About a month ago, I happened to run into the mother of an old friend while I was out and about. The encounter should have been a simple exchange of small talk, amicable with an allowable amount of awkwardness; instead, I was ambushed by a flurry of political complaints wholly inappropriate for a chance meeting of acquaintances.
As I initially approached Mrs. X and prepared to say hello, I readied myself to enter the ritual dance of exchanging pleasantries, at the same time on high alert for a chance to extricate myself from the conversation at the earliest convenience allowed by our laws of social interaction. However, before I could even proffer a meager “How are you?” Mrs. X seized the initiative and launched a volley of invectives.
She offhandedly ranted about Governor Whitmer’s “draconian” orders, complained of the violation of her First Amendment rights, and even asserted that we should be afraid state troopers would knock down the doors of citizens’ homes to break up family gatherings at Thanksgiving. It was like I had stepped into the minefield of a real-life Facebook thread. At each pause, I offered neutral responses aimed to defuse the tension: “I hope we get through this soon,” “It’s hard but we’ve all got to sacrifice this year,” and, “Hmm, I highly doubt police will be entering homes.” The furious fulminations of Mrs. X left me angry and frustrated, but I maintained my composure and we parted ways with a short smile.
I was taken aback not by the substance of her rant—it was all the stereotypical right-wing talking points one would expect—but in the manner she so cavalierly spouted her convictions at me, someone whom she had not seen in many years and has no personal relationship with. Did it not cross her mind that I could very well be part of the majority of Michiganders who approve of the governor, that I might have lost someone from COVID-19, or that I might have multiple at-risk family members (which I do) and thus need to be more careful than most?
Reflecting on that conversation over the last few weeks, I keep coming back to insularity as its root cause. Allow me to assume that in her ultra-conservative evangelical bubble, Mrs. X always interacts with like-minded people who think the same way, creating a cycle of reinforced thought which pandemic lockdowns have only exacerbated. Anyone she comes into contact with must think like she does, the logic goes, and so perhaps this makes her feel free to wheel and deal with her opinions, expecting them to be accepted comfortably by her interlocutors. As an extension of her son, I am also viewed as one of her safe contacts.
Narrow-mindedness, group-think, and the desire to wall oneself off from outsiders is not solely a conservative issue, but a bipartisan problem and part of the human condition. Anger and polarization are the norm these days, compounded by our culture of instant gratification and an unhealthy compulsion to broadcast our outrage in social media circles, as if doing so is anything other than an attempt to validate our own egos and gain affirmation from others who already agree with us. How instead might we engage in real dialogue and relationship building?
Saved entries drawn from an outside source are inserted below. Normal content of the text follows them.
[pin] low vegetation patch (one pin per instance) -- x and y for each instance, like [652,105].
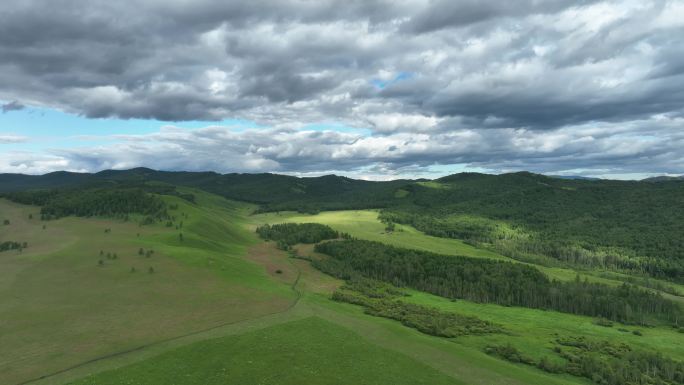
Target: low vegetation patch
[382,300]
[12,245]
[602,362]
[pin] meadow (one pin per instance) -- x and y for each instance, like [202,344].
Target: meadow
[223,306]
[364,224]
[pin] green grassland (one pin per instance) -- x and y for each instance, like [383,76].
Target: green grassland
[364,224]
[308,351]
[59,307]
[224,307]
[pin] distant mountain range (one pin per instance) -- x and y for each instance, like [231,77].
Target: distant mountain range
[664,178]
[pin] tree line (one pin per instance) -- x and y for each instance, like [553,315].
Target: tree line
[602,362]
[288,234]
[487,281]
[117,202]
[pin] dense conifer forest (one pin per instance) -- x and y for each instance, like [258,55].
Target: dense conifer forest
[288,234]
[626,226]
[487,281]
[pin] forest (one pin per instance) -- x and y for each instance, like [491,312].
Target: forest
[627,226]
[288,234]
[114,201]
[488,281]
[602,362]
[380,299]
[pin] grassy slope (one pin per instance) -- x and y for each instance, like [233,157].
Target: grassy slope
[364,224]
[306,351]
[59,308]
[215,243]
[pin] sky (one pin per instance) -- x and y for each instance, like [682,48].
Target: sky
[363,88]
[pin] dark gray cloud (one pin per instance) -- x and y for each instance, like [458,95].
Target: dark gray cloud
[486,83]
[12,106]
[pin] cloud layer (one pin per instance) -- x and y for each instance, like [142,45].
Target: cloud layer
[549,86]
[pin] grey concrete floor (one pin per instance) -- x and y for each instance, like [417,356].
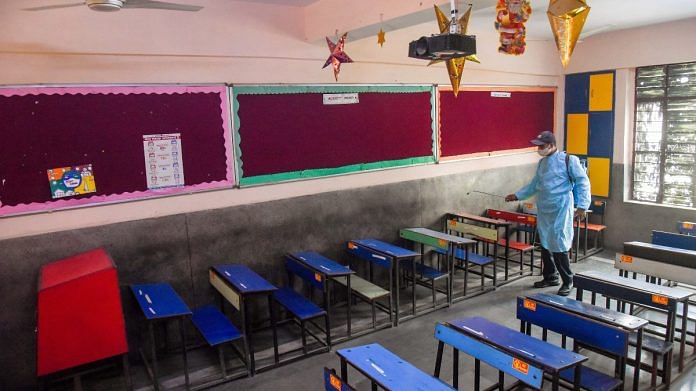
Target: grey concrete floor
[412,340]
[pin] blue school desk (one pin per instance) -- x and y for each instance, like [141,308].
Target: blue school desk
[443,241]
[159,302]
[388,256]
[627,322]
[326,269]
[238,284]
[641,293]
[549,358]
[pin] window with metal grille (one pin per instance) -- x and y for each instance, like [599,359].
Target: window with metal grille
[664,158]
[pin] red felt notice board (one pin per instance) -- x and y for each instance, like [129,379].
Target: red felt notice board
[478,122]
[49,127]
[286,133]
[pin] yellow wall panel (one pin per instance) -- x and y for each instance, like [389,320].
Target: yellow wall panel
[577,134]
[601,92]
[598,170]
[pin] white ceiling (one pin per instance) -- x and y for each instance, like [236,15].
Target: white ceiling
[605,15]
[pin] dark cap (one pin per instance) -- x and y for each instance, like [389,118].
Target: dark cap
[544,137]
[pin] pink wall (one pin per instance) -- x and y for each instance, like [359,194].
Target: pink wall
[234,42]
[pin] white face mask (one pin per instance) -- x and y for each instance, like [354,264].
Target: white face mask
[546,151]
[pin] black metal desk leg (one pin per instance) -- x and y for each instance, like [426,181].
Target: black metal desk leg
[413,287]
[183,348]
[636,370]
[576,379]
[396,294]
[455,367]
[347,310]
[438,358]
[684,334]
[271,309]
[126,372]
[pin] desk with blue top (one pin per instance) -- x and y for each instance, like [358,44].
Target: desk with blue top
[686,228]
[238,284]
[159,302]
[387,370]
[627,322]
[655,260]
[442,241]
[390,257]
[526,349]
[326,269]
[642,293]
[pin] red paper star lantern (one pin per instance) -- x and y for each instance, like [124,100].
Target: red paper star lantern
[337,55]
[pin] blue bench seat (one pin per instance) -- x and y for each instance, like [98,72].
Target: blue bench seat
[651,344]
[428,272]
[300,306]
[215,328]
[474,258]
[389,371]
[592,380]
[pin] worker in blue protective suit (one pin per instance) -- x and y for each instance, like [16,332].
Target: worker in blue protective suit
[563,191]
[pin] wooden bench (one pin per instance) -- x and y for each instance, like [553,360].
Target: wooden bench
[469,257]
[333,383]
[435,240]
[528,224]
[670,239]
[217,331]
[601,337]
[641,293]
[367,291]
[386,370]
[302,309]
[528,353]
[390,257]
[597,208]
[686,228]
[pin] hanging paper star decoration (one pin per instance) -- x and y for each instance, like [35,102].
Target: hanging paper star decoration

I am not claiming that politics should not play a role in our daily lives and relationships. This year I have actually had more fruitful conversations with friends and family than ever before about politics, race, and religion. However, there is a time for harmless small talk and there is a time to get political. My encounter with Mrs. X certainly should have been an instance of the former. When we do meld together politics and friendship, it should come from a place of relationship, one that does not make assumptions but rather incorporates charity and growth.